1. When are you going to get that published? — There’s a giant verbal question mark clothed in an exclamation point stabbing the end of this one, so it comes across as more accusation than the product of a mildly inquiring mind. As if a snap of fingers or Samanthalike wiggle of nose makes publishers fall all over themselves to snap up your manuscript. Granted, the onset of epublishing has shifted the paradigm in a number of ways, but for many writers it hasn’t moved to the top of their wish list. The only answer that won’t lead to a round of defensive attack and clueless counterattack involves a polite smile and the words “I’m working on it.” My tweet of this one garnered several RTs, so it must have hit a fellow solar plexus…or five.

2. I quote: Hon, maybe I can help you out. Let me give you the name of a publisher I know. HELD BREATH. GASP OF DELIGHTED ANTICIPATION.OTHER SHOE DROPS. He sells his books in truck stops! — I know this sounds like I made it up in an attempt to add a bit of humor to a topic depressing to most serious writers, but I swear on my new laptop’s precious 750 gig harddrive that it really happened to me. This was a very sweet, entirely serious acquaintance…also entirely convinced they dangled the keys to my thrilling future from eager fingertips. Mine for the taking. Surprisingly, it’s very difficult to turn down such a sincere offer without crushing the crusher. But I managed it just fine. I hope. No RTs on this one, because (I sincerely hope) I stand as the lone recipient. Ever.
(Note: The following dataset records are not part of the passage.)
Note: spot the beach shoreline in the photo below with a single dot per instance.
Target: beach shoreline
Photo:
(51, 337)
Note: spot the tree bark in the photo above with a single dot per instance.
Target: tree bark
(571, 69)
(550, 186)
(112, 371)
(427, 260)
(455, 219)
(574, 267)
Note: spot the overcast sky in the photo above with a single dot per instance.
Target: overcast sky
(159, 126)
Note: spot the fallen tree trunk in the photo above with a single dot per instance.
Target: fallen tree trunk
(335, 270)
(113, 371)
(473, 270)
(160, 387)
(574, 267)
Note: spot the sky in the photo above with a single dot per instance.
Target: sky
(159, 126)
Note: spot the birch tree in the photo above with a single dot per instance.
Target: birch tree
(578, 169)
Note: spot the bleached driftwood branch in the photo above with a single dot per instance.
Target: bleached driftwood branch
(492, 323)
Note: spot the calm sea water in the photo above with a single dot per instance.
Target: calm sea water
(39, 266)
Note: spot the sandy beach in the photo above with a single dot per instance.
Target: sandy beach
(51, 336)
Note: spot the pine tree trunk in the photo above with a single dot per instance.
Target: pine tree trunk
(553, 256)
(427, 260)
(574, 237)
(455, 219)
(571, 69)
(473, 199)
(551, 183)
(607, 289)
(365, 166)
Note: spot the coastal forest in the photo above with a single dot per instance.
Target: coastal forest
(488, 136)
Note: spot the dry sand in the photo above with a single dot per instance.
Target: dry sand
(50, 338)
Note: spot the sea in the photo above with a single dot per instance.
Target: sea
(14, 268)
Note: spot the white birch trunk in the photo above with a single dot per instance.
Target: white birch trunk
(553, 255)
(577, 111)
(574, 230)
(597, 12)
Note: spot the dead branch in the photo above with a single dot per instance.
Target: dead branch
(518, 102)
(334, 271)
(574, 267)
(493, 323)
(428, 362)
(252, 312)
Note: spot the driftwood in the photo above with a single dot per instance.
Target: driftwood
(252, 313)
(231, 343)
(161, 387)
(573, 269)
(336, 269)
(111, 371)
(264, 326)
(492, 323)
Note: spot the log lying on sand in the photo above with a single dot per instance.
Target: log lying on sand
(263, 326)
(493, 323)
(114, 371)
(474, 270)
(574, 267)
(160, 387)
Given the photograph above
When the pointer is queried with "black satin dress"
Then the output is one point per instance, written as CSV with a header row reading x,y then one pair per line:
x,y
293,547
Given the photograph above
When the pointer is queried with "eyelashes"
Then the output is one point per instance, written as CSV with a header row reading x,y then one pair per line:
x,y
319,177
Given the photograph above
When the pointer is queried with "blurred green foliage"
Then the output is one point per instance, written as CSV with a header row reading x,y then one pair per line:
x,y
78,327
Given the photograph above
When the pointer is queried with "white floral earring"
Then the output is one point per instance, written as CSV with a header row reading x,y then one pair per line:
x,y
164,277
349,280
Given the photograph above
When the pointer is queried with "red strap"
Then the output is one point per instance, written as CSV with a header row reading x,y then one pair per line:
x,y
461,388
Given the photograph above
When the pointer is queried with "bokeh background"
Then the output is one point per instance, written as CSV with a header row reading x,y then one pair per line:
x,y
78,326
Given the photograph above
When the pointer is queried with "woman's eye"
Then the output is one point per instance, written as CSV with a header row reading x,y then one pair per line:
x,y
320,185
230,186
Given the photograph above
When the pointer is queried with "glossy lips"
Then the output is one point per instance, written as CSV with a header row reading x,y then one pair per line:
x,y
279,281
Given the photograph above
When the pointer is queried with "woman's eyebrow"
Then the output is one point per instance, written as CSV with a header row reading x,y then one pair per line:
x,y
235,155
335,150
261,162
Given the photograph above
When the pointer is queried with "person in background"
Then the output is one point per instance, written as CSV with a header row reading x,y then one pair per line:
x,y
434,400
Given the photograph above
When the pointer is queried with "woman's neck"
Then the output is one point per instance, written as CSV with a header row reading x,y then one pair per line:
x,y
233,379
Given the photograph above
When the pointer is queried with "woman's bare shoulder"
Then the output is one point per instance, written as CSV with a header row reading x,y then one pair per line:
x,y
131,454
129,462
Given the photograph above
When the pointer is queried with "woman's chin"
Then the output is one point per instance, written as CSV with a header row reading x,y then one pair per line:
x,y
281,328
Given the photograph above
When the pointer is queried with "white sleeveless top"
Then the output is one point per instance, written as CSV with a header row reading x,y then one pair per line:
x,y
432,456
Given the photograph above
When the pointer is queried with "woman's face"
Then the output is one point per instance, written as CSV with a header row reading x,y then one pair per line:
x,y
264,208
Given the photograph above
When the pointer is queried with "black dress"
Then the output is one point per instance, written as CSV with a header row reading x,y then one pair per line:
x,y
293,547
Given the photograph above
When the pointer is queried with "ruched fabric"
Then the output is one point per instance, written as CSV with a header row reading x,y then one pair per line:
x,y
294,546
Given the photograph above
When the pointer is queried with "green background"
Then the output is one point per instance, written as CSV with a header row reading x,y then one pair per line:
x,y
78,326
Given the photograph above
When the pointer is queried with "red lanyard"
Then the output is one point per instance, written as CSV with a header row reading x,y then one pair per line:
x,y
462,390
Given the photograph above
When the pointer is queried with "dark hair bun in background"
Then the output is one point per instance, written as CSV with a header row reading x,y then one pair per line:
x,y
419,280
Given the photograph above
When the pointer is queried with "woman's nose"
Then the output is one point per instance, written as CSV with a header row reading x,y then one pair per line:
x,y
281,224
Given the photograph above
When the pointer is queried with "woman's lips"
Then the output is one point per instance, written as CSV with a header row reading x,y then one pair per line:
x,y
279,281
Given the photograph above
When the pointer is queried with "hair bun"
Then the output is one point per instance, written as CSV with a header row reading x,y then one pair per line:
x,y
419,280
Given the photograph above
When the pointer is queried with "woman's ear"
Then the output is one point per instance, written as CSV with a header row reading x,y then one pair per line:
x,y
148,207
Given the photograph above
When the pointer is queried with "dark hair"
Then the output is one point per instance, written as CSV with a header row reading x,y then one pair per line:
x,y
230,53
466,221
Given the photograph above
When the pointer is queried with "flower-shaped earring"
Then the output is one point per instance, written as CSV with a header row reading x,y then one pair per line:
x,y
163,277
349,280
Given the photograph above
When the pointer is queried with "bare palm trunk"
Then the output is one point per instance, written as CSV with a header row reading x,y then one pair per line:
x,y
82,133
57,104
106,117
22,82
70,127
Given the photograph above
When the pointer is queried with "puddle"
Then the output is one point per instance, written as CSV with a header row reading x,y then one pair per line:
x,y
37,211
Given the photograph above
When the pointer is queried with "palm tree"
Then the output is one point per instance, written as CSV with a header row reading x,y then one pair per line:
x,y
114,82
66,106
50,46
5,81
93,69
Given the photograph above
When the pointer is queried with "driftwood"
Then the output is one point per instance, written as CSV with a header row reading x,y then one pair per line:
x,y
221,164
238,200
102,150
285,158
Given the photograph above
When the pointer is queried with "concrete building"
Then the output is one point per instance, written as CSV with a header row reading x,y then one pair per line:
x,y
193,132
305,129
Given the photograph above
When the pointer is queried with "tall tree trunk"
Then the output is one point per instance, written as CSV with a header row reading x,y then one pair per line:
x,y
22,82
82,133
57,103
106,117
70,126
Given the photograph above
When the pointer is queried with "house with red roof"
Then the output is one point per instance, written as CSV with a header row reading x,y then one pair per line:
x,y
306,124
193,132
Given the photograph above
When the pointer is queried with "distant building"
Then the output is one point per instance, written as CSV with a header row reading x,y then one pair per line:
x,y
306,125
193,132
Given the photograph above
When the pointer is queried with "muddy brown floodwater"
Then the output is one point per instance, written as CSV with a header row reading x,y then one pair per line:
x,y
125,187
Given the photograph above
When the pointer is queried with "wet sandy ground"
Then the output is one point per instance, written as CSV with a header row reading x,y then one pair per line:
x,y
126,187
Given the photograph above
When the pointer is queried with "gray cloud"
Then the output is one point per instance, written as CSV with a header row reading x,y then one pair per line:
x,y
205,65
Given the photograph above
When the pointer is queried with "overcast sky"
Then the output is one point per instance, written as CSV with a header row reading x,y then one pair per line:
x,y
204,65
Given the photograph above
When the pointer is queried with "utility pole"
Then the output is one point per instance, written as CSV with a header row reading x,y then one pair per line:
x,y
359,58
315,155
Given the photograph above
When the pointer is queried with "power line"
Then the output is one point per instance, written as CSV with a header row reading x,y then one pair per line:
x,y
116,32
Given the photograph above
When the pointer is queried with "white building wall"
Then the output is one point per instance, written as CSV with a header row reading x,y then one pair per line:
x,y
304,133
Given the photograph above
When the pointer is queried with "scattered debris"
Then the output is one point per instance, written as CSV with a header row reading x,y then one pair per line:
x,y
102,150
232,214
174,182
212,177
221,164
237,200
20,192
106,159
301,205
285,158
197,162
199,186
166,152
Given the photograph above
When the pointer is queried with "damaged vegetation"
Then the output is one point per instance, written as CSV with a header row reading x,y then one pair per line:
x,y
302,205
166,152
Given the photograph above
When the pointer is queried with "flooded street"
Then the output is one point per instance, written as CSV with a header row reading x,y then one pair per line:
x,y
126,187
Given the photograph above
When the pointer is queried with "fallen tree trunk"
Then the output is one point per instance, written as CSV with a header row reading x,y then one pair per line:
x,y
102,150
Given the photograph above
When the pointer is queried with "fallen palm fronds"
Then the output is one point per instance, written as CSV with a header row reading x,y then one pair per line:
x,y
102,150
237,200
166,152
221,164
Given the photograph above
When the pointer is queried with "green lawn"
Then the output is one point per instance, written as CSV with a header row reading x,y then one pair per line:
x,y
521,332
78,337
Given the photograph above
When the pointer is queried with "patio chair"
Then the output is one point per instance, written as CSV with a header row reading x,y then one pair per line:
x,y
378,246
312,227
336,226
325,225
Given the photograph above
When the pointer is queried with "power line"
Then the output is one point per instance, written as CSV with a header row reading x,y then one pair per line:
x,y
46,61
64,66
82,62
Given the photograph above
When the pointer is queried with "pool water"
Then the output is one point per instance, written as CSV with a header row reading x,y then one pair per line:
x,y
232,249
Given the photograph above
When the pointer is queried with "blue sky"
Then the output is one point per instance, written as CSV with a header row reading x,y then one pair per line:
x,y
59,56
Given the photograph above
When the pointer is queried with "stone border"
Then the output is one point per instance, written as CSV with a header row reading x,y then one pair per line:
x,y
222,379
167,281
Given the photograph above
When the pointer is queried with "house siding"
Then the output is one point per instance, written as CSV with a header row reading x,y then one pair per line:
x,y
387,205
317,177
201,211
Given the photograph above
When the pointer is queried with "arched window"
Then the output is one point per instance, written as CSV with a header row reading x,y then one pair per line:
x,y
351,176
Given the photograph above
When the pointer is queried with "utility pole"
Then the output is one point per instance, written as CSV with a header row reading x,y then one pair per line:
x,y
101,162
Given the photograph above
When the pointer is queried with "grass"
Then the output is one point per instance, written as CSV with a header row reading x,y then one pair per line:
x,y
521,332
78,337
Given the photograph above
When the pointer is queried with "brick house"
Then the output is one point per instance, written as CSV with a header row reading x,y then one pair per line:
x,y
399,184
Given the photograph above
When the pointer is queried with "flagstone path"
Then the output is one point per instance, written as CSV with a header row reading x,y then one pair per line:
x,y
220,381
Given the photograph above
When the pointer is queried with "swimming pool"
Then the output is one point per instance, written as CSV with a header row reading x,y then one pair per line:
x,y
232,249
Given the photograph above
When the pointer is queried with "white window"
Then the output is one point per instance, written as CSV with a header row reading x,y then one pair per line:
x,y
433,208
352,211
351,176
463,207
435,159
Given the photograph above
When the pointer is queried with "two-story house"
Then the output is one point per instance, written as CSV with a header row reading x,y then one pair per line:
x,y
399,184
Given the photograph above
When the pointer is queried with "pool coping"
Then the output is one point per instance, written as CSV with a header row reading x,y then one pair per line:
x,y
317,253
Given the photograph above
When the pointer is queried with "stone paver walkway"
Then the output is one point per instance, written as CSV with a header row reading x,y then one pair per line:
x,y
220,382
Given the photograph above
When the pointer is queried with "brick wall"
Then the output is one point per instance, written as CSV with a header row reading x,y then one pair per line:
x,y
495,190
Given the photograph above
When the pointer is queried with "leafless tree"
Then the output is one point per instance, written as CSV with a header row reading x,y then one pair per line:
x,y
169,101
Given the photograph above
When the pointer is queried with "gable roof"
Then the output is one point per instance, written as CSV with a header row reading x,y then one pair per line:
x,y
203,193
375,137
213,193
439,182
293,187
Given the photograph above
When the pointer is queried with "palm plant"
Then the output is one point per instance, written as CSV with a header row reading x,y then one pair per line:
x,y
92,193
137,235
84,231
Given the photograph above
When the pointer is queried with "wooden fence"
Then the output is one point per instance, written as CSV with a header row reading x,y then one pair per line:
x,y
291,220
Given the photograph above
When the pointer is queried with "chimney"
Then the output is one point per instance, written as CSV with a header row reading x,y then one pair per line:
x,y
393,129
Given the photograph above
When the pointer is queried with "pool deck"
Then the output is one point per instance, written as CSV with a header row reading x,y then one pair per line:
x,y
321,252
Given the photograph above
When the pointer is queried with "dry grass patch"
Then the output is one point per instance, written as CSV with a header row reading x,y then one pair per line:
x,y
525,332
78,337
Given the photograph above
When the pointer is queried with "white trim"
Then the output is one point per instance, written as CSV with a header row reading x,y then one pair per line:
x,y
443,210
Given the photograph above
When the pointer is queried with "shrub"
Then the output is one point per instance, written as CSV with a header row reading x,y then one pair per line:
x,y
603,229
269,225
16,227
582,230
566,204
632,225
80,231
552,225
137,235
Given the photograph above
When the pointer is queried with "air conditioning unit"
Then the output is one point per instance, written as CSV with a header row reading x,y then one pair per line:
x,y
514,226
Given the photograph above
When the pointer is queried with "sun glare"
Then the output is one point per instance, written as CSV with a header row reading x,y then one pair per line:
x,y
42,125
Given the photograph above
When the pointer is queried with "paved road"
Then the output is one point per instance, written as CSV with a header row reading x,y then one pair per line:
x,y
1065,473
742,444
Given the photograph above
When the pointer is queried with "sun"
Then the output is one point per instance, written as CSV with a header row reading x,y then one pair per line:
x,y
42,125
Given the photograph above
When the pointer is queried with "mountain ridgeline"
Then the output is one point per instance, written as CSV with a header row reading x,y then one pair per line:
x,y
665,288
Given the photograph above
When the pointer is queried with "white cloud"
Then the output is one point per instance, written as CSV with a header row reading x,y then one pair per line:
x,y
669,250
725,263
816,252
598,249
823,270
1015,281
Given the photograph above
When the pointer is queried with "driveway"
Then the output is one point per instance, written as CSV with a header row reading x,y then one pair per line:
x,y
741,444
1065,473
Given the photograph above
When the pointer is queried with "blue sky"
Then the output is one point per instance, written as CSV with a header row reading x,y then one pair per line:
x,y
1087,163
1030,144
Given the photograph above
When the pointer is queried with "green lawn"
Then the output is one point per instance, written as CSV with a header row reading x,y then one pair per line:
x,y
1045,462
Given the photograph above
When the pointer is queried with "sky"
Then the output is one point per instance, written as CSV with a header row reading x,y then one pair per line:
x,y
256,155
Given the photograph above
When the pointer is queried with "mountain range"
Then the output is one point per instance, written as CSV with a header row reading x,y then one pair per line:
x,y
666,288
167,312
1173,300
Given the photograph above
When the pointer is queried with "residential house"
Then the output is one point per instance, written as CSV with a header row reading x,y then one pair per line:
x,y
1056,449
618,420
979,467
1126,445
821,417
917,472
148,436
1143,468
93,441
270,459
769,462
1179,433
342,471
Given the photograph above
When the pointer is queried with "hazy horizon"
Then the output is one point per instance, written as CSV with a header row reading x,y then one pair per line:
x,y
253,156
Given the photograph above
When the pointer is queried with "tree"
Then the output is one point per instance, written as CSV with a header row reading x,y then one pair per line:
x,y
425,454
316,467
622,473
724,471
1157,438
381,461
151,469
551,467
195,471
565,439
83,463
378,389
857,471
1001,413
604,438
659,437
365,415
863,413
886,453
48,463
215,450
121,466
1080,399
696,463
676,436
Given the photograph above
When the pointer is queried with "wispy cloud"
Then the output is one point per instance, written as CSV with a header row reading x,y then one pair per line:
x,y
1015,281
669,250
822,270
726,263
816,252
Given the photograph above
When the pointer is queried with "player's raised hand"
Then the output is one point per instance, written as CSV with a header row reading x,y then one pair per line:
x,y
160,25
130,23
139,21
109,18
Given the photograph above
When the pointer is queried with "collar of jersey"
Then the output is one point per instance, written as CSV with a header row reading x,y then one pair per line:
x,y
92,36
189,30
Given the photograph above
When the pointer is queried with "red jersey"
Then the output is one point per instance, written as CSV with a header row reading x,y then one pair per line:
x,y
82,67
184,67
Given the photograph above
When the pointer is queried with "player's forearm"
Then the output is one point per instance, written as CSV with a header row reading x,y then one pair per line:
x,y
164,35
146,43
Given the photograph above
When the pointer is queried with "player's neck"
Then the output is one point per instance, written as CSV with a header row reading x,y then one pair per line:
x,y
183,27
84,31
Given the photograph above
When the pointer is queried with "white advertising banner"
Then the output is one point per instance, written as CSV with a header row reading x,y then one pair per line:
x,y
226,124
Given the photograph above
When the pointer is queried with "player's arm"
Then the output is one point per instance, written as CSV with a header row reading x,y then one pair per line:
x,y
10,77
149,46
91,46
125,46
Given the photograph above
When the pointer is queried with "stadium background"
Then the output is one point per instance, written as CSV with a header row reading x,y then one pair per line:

3. Did you try A? B? C?– This one is courtesy of the unconsciously arrogant know-it-all. Extremely helpful fellow. So certain his insights will make all the difference, even as you roll your mental eyes, thinking of the mountain of books you’ve practically memorized in your quest for the three fabled Ps–Professionalism, Proofread, Published. Rumor has it they reside atop a Himalayalike mountain called Persistence. If you get through the conversation without slamming a door in Mr. Know-It-All’s face or damaging his eardrums when you hang up on him rather forcibly, you get to advance to Mt. Himalayalike’s foothills without purchasing another book that contains information that will undoubtedly conflict with all the others.

4. (On being told said writer has had a story prominently published.) Disconcerting silence followed by this oh-so-complimentary phrase uttered in tones of shock and awe: Wow! You’ve got to be intelligent to do that. — I’m not sure if that says more about their own intelligence, or their my-how-terribly-flattering opinion of mine.

5. This one is in the screenwriting shade of no nos: A screenplay? LONG, MENTAL COGS TURNING SILENCE. You mean…like…a MOVIE??? — Why, no. I mean like shadow puppets frolicking across a screen door, you dunderhead! That last bit is merely wishful repartee. In reality it’s more an eneloquent “Uh huh.” BEAT “I write poems too.” That one will finish putting them into a conveniently mute near comatose state of confused disbelief, leaving me to quietly fade out of their presence.

Yes, they have all been uttered at me. Yes, I think it’s funny when I don’t think it’s depressing. And, yes indeed, people can be extremely thoughtless and strange. Fortunately, they are more often thoughtful, kind, and encouraging.